On July 14 and again on July 16, the report stated, "Resident #90" was sleeping on a bed in the center of the room and "there were no floor mats in place next to the bed as per the resident's care plan."

"There was a breach of Resident #90's care plan and it would be considered neglect because we forgot to put down the floor mat," the facility's administrator told a state inspector.

Other violations listed in the inspection report included:

— Administering antipsychotic medication to "Resident #136," even though the individual did not display dangerous behavior to justify use of the drug. An attending physician interviewed in the report stated it was wrong to administer the medication ahead of time "to prevent an event from happening."

— Failure to provide proper grooming and hygiene. In one instance, an inspector observed "Resident #78" with "greasy and disheveled" hair and unclipped fingernails with a "brown substance" beneath them. The inspector stated the resident "could not recall the last time" a shower was offered. A licensed practical nurse, "LPN #4," stated the resident "tends to be combative and resistive to care."

— Instances of nurses at shift changes failing to conduct required inventories of controlled substances, paperwork discrepancies in the amount of prescribed narcotics given to residents, and a situation where keys to a narcotics cabinet were left unattended in a medication room.
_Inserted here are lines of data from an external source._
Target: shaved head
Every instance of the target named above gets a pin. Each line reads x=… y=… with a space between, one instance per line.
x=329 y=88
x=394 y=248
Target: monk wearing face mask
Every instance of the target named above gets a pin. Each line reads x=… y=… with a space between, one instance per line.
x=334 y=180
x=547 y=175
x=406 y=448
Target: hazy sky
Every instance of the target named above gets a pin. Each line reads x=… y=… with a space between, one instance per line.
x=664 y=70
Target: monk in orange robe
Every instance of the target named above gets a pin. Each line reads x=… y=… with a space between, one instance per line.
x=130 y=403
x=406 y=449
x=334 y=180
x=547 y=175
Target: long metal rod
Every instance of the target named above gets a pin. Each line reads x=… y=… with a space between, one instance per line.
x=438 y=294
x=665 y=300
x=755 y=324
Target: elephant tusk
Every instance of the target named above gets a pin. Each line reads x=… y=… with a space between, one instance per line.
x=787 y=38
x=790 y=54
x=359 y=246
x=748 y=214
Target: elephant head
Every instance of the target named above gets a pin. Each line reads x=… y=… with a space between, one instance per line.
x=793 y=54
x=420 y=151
— Failure to provide residents palatable food and beverages. In interviews with three residents in a fourth-floor unit, an inspector was told meals that should be served hot were often cold. One resident described a meal that included turkey as "cold and having no taste."

Jacomowitz, the nursing home's spokesman, said that the facility has addressed the violations.

"A comprehensive plan of correction was submitted to the New York State Department of Health, who later resurveyed the facility and found the facility to be in compliance with no further or related incidents," Jacomowitz said

The inspection resulted in a $10,000 fine by state Health Department and an $8,037 federal fine.